Yang berarti bagi Badru dengan kehadiran media di kampung dan sekolahnya adalah cita-citanya. Bila ditanya cita-citanya, dengan mantap ia akan menjawab: “menjadi karyawan tv.” Maksudnya adalah reporter atau kameramen.

Ia begitu bersemangat ketika saya mempersilahkannya untuk mencoba kamera digital yang saya bawa. Dengan hanya bermodalkan sedikit arahan, ia begitu bangga menangkap berbagai suasana di sekolahnya.

Saya pikir hanya itulah “perubahan” konkrit yang dapat saya sumbangkan bagi Badru. Hanya meminjamkan kamera itulah yang sedikit atau banyak akan menginspirasi Badru untuk terus mengejar cita-citanya. Siapa tahu, suatu waktu dimasa depan, Badru akan menggantikan Oscar Motulloh atau Arbain Rambey.

Badru terduduk lesu diatas batu besar di pinggir sungai. Baju putihnya yang dekil disampirkan di pundak kirinya. Ukuran tubuhnya yang kecil kurus tampak kontras dengan batu kali yang didudukinya. Celana pendek merah yang dikenakannya tak jauh beda kumalnya dengan bajunya. Dengan posisi duduk di atas batu, jelas terlihat ada jahitan tangan tepat di tengah diantara dua pahanya, jahitan dengan benang warna putih yang simpang siur membuktikan bahwa jahitan itu dibuat oleh tangan yang tak terbiasa melakukan tugas jahit menjahit. Resleting celana Badru sudah lama rusak, upaya untuk menutupinya adalah dengan memakai peniti yang disematkan ditengah-tengah resleting, meski demikian angin masih bebas berhembus ke dalam celananya lewat celah itu.

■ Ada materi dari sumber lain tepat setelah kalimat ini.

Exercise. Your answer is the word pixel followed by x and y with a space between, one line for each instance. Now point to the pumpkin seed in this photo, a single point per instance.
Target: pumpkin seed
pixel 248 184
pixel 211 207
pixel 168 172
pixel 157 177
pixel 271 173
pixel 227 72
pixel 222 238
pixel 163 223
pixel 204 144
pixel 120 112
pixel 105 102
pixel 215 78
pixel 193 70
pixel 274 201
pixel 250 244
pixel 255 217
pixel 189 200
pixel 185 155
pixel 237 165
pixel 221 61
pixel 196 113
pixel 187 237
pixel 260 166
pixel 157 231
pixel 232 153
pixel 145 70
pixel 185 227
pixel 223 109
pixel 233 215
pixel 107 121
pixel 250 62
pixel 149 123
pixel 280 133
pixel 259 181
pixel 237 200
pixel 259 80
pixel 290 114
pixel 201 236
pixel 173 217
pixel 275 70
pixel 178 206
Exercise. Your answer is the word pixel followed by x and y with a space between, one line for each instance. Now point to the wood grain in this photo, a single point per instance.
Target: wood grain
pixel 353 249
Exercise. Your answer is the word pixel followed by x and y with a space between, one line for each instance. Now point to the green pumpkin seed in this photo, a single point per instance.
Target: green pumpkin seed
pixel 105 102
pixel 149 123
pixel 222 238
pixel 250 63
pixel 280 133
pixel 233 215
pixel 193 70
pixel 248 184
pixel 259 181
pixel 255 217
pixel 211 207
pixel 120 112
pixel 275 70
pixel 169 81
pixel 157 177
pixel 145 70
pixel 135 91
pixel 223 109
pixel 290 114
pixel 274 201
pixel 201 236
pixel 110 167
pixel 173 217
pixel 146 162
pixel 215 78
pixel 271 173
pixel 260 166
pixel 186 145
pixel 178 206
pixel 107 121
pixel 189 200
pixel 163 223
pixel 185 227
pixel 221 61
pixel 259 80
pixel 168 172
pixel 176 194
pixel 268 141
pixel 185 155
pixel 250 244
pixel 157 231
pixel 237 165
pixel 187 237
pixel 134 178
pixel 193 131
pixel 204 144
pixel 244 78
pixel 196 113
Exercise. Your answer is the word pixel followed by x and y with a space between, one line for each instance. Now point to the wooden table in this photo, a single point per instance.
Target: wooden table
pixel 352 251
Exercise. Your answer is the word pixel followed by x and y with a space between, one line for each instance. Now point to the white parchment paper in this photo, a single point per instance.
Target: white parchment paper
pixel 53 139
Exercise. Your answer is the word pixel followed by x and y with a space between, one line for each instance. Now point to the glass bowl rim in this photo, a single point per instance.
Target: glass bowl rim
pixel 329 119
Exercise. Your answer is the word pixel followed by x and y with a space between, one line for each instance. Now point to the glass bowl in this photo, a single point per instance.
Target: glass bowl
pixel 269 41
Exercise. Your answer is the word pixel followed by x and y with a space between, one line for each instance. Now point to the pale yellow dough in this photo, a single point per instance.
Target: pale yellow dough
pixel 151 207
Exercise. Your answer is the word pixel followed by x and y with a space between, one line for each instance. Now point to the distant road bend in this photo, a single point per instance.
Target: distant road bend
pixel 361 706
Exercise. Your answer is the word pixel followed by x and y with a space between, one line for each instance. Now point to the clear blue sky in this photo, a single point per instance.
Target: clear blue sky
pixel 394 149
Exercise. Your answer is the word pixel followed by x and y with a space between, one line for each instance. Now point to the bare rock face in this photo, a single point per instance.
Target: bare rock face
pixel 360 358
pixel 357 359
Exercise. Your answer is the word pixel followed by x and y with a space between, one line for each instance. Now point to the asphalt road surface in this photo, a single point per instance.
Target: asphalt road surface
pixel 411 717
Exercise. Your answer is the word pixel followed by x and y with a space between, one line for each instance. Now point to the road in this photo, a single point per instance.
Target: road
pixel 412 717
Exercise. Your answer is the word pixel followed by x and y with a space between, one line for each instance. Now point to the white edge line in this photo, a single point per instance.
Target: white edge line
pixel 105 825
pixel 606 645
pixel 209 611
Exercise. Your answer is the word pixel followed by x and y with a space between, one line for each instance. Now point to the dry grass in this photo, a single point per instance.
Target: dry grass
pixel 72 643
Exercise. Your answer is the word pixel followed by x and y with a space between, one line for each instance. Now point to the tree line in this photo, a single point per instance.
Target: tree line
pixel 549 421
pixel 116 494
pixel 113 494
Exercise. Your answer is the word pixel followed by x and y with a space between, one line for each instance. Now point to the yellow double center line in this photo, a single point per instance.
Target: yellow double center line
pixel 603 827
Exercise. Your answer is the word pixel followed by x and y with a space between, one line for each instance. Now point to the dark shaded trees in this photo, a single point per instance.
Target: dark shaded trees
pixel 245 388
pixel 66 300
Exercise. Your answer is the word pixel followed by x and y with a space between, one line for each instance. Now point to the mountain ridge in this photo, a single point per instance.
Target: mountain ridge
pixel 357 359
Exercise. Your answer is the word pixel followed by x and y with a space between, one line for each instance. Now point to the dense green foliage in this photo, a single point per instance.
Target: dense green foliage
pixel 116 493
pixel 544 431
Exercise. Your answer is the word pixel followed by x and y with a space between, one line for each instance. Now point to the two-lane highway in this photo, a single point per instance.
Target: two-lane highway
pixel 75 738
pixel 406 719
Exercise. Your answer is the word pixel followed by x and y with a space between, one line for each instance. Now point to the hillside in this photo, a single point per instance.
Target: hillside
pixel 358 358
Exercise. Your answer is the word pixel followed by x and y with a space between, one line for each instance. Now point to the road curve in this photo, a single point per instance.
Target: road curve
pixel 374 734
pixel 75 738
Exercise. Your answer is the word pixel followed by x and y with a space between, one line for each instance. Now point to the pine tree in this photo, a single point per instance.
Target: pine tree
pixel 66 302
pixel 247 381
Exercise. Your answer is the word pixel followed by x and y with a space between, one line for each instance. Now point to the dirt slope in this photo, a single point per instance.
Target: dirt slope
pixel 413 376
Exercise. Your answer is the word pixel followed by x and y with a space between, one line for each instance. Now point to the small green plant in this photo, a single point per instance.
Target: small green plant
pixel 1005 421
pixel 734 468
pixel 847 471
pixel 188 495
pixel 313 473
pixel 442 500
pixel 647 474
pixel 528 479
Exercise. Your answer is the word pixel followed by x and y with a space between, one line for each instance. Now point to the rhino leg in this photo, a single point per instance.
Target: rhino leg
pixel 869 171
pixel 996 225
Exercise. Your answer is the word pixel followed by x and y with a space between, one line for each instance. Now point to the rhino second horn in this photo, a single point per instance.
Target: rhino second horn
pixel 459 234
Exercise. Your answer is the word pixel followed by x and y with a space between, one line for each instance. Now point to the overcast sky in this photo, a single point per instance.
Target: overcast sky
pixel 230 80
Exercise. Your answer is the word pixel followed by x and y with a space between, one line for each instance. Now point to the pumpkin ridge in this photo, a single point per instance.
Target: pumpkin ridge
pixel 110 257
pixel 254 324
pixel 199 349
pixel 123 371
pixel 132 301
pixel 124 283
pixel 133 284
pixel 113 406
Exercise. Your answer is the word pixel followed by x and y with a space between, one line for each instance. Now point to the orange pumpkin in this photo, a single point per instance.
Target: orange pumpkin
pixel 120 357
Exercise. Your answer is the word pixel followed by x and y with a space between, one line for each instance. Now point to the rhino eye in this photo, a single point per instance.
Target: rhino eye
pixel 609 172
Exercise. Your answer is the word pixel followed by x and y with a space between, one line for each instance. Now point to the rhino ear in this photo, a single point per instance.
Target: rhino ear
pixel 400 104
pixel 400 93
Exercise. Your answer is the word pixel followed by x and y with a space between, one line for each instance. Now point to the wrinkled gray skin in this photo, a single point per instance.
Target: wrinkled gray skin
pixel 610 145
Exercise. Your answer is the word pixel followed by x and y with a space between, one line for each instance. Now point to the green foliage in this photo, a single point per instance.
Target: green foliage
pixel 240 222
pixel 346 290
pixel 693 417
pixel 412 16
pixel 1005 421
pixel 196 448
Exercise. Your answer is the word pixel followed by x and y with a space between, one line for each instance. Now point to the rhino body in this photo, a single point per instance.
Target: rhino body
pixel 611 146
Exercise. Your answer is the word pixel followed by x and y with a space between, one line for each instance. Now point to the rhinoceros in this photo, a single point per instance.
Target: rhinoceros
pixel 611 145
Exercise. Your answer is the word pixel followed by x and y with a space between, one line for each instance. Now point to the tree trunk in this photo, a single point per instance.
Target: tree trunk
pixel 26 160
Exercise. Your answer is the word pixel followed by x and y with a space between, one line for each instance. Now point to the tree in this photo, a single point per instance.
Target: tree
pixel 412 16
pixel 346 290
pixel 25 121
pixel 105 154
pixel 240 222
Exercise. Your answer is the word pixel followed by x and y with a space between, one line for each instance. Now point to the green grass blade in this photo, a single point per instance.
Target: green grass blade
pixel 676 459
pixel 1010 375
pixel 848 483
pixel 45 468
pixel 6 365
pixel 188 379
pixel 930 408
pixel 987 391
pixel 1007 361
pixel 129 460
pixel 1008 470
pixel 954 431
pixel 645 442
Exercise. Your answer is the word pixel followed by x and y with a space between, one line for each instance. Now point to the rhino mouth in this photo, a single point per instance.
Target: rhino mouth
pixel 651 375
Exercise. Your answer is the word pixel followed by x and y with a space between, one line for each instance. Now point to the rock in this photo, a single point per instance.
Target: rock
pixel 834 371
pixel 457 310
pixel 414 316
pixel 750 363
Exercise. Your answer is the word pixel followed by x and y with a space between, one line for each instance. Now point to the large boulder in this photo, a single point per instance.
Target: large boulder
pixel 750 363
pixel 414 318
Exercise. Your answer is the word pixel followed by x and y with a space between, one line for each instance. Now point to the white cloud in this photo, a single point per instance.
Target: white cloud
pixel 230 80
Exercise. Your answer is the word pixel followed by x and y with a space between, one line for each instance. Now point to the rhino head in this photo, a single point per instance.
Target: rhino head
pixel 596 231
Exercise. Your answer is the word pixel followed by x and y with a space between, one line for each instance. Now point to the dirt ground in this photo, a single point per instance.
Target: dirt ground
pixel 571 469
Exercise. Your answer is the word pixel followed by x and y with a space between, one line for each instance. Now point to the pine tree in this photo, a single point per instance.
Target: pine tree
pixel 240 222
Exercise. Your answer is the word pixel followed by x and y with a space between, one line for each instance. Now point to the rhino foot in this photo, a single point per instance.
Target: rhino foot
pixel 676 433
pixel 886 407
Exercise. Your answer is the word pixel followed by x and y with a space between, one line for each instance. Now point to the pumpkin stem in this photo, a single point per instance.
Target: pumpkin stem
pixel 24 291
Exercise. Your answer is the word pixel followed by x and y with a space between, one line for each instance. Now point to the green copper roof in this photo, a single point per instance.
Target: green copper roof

Lamunan Badru, bocah kelas lima SD itu tak terganggu dengan keceriaan teman-temannya yang berenang, meloncat, menyelam, dan saling memercikkan air di pinggiran sungai itu. Di tengah sungai arus mengalir deras, alirannya berbuih-buih ketika manabrak batu-batu yang beraneka ukuran, suara arus sungai mengalahkan celoteh dan keriangan anak-anak itu.

Badru bocah kurus berambut lurus memang pantas bersedih. Sudah 4 hari ia tak bisa pulang ke rumah orang tuanya yang terletak di seberang sungai tepatnya di Kampung Bantar Bodas, Desa Simpang, Kecamatan Cibalong, Kabupaten Garut, Jawa Barat. Beginilah resiko yang harus dijalaninya karena ia bersekolah di SDN Karyasari, Kecamatan Bojonggambir, Tasikmalaya. Antara rumah dan sekolahnya dipisahkan oleh Sungai Cikaengan selebar tak kurang dari 70 meter. Ia terpaksa memilih bersekolah di sekolah desa seberang sungai karena itulah sekolah dasar yang terdekat dari rumahnya.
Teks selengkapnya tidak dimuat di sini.